Ola Electric Mobility Limited has announced a fresh capital infusion within its group structure through the allotment of optionally convertible preference shares. The development has drawn attention in the market as part of the company’s ongoing financial and operational structuring.
Preferential Allotment Details
The company disclosed that it has allotted 12,76,40,000 non-cumulative and non-participating 0.001% Series A Optionally Convertible Redeemable Preference Shares (OCRPS). These shares have been issued at a face value of ₹10 each.
The total value of the transaction stands at ₹127.64 crore, indicating a sizeable internal capital movement. The allotment was carried out through a preferential route on a private placement basis, ensuring targeted issuance rather than a public offering.
The shares were allotted to Ola Cell Technologies Private Limited, which is a wholly-owned subsidiary within the Ola Electric group. This makes the transaction an internal capital allocation aimed at supporting specific operational or strategic initiatives.
Approval and Timeline
The allotment was approved on April 27, 2026, during a board meeting of Ola Electric Technologies Private Limited, another wholly-owned subsidiary of the parent company.
The meeting commenced at 9:15 p.m. and concluded at 9:45 p.m., during which the fourth tranche of OCRPS issuance was cleared. This indicates that the current allotment is part of a broader phased funding plan rather than a one-time transaction.
The issuance also follows prior shareholder approval granted during the Annual General Meeting held on August 22, 2025. At that meeting, shareholders had approved modifications in the utilisation of funds raised through the company’s initial public offering, enabling such structured capital allocations.
Structure and Nature of OCRPS
Optionally Convertible Redeemable Preference Shares (OCRPS) are hybrid financial instruments that combine features of both equity and debt.
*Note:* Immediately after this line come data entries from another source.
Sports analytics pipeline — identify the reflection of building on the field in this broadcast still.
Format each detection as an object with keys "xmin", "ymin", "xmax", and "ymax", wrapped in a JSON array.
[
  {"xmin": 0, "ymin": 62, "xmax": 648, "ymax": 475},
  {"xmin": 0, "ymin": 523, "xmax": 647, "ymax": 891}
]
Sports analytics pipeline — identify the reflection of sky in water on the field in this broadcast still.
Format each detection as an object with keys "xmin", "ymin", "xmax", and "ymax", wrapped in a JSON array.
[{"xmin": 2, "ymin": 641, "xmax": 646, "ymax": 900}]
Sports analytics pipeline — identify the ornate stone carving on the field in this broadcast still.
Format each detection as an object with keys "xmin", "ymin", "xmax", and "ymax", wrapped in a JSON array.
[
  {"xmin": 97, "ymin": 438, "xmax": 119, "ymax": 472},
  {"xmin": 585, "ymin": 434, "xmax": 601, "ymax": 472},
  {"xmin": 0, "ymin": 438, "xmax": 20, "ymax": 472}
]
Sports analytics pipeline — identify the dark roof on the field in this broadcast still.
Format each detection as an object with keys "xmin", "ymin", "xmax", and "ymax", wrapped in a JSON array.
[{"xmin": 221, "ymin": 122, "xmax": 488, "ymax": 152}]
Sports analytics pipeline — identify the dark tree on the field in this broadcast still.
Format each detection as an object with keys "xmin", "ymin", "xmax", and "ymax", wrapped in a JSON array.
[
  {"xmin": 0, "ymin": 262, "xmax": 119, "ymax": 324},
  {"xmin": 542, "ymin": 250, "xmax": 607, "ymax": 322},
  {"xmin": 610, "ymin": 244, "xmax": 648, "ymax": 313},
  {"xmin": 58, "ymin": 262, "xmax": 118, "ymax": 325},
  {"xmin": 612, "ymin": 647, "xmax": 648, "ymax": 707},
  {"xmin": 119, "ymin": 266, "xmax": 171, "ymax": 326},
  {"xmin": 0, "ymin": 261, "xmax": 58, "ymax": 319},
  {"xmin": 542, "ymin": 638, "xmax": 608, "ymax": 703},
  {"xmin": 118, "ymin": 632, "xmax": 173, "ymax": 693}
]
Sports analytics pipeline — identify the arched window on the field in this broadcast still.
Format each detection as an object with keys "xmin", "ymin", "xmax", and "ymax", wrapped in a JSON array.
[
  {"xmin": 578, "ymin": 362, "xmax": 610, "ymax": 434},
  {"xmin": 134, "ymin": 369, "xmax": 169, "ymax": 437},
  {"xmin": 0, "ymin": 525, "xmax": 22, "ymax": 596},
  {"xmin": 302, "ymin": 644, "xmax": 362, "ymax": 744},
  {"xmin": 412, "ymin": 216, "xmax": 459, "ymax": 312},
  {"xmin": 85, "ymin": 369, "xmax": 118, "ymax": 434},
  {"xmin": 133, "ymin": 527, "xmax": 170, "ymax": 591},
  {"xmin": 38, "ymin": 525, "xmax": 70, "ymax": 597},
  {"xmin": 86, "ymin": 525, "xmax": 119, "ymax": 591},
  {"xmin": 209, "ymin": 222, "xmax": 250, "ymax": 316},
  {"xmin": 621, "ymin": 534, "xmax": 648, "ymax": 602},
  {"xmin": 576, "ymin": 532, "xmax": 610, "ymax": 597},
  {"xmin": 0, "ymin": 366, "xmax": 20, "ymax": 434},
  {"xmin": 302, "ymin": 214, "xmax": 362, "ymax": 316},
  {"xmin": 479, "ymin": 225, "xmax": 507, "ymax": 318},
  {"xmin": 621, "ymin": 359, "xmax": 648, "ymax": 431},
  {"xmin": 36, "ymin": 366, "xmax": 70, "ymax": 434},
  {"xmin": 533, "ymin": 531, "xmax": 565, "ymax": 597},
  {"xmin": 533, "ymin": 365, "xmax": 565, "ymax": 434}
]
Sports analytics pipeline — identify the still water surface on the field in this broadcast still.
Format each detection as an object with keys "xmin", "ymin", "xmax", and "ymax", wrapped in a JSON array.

These instruments provide the issuer with flexibility in capital management, as they can either be converted into equity shares at a later stage or redeemed under predefined terms.
The specific series issued in this case carries a minimal dividend rate of 0.001%, suggesting that the primary purpose of the instrument is not income generation but capital structuring and internal funding.
Given that the allotment has been made within group entities, the structure allows the company to channel funds efficiently across subsidiaries, potentially supporting business segments such as manufacturing, technology development, or infrastructure expansion.
Regulatory Compliance
The company confirmed that the allotment has been carried out in accordance with Regulation 30 of the SEBI (Listing Obligations and Disclosure Requirements) Regulations, 2015. This ensures that the transaction adheres to disclosure norms and maintains transparency for stakeholders.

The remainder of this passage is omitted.